Une pléiade « d’ oulémas » introduits dans une prison pour rencontrer des salafistes. Quels sont leur objectifs ? Où ils veulent les ramener à la raison, les ramener au « droit chemin ». Ou ils veulent négocier avec eux pour obtenir des concessions politiques.

Deux questions alors se posent : peut-on ramener un extrémiste à la raison ? Quel intérêt à « faire entendre raison » à des extrémistes ?

I- Peut-on ramener un extrémiste à la raison ?

La « raison » pour laquelle l’extrémiste est justement extrémiste tient d’une perception du monde qui n’appartient qu’à ceux qui ont choisi le néant pour exprimer leur être.

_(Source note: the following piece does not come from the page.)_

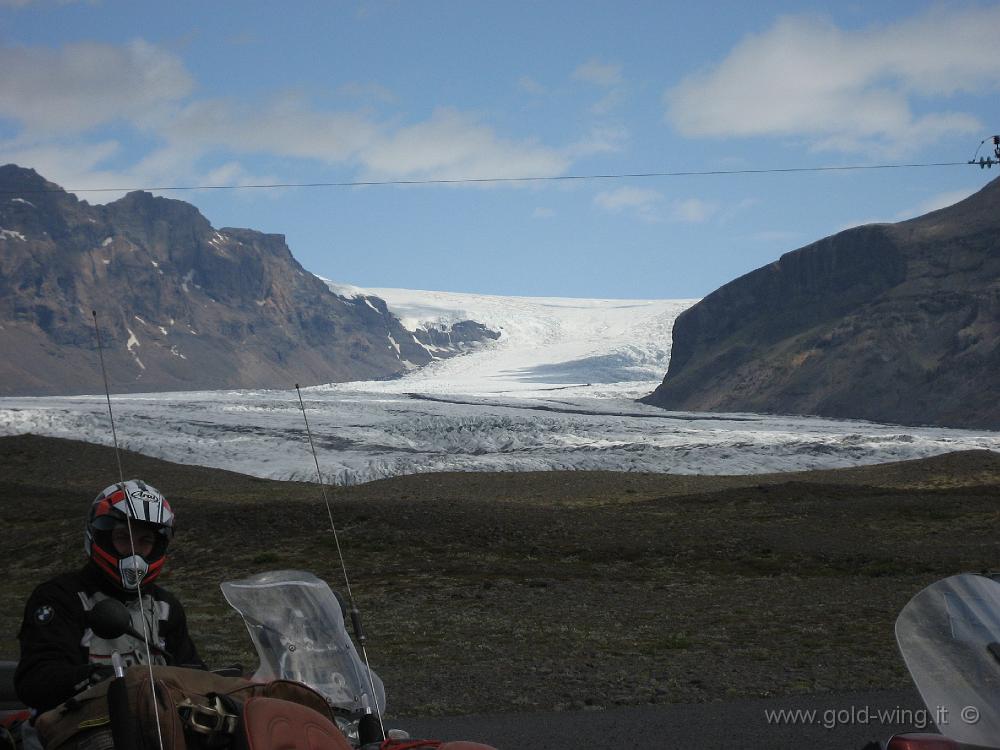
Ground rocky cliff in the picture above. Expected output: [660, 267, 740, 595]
[0, 165, 498, 395]
[643, 180, 1000, 430]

Mais tous les extrémistes, n’ont pas la même perception de ce néant. Ainsi pour certains, ce « néant », c’est la destruction de tout ce qui peut contredire leur imaginaire du monde, ou menacer leur propre existence qui est instrumentalisée pour faire de cet imaginaire une réalité. C’est l’extrémisme à vocation « domination du monde ». Pour d’autres, ce néant destructeur est l’expression d’un mal être, d’une oppression, d’une réaction à un anéantissement d’un peuple d’une civilisation.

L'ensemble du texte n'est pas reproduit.